Development stopped before the MVP shipped when founders' priorities shifted, but the codebase reflects real production-oriented decisions: maintainable code, team Git workflow, performance practices, and pragmatic tradeoffs between ideal solutions and shipping.
Technical Stack
| Layer | Technology |
|---|---|
| Framework | React |
| Routing | React Router |
| State management | Context API / local state |
| Version control | Git (team workflow with branching strategy) |
| Package manager | npm |
Key Implementation Areas
Routing Multi-page routing with React Router. Route structure designed around the product's core user flows with protected routes where authentication was required.
Performance
Lazy loading applied to route-level components using React.lazy and Suspense, reducing initial bundle size. Component-level code splitting for heavier UI sections.
Rendering Deliberate decisions around when to use client-side rendering versus static rendering for different page types based on data freshness requirements and SEO considerations.
Code organization Component structure designed for maintainability in a team environment. Consistent naming conventions, co-located styles, and documented component interfaces so other team members could read and extend the code.
Git workflow Feature branch workflow with pull requests. Commit messages written to be meaningful at a glance. Merge conflict resolution in a live collaborative environment.
Development Practices
Code was written with the assumption that other engineers would read it, debug it, and extend it. This meant:
Avoiding clever abstractions that only make sense to the person who wrote them. Writing components that do one thing well. Keeping side effects explicit and easy to trace. Adding comments where the why is not obvious from the what.
Debugging under time pressure pushed toward faster hypothesis formation: identify the most likely failure point first, test it, move on. Less exhaustive elimination, more informed guessing.

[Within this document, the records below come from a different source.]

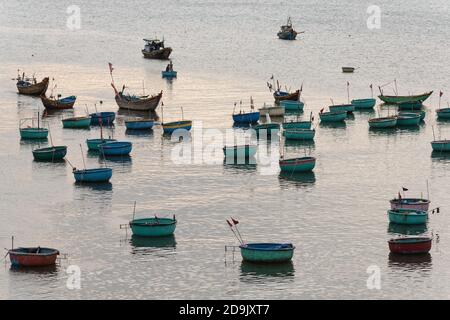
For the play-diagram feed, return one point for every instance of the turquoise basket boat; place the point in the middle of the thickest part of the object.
(55, 153)
(115, 148)
(337, 116)
(408, 119)
(153, 227)
(77, 122)
(303, 164)
(299, 134)
(93, 144)
(408, 216)
(441, 145)
(244, 151)
(267, 252)
(33, 133)
(93, 175)
(292, 105)
(362, 104)
(381, 123)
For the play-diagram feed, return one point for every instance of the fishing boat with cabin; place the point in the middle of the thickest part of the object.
(155, 49)
(410, 245)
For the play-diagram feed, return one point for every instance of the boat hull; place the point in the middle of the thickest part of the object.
(153, 227)
(267, 252)
(410, 245)
(33, 133)
(407, 216)
(34, 89)
(20, 258)
(55, 153)
(93, 175)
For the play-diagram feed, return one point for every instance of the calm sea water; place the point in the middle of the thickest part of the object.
(225, 51)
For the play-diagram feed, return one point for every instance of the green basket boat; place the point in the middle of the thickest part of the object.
(267, 252)
(55, 153)
(408, 216)
(77, 122)
(153, 227)
(33, 133)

Tradeoffs were made continuously between the technically ideal and what was needed to keep pace with the product roadmap. Documenting those tradeoffs in code comments or PR descriptions kept the team aligned.
Getting Started
git clone https://github.com/YOUR_USERNAME/agriha
cd agriha
npm install
npm run dev
Environment Variables
Create a .env file in the project root:
VITE_API_BASE_URL=your_api_url_here
Build
npm run build
Output goes to dist/. The build is optimized for production with minification and tree-shaking applied automatically.
Status
Development paused. The initiative wound down approximately two months in when founder priorities shifted before the MVP shipped. The codebase represents the work completed up to that point.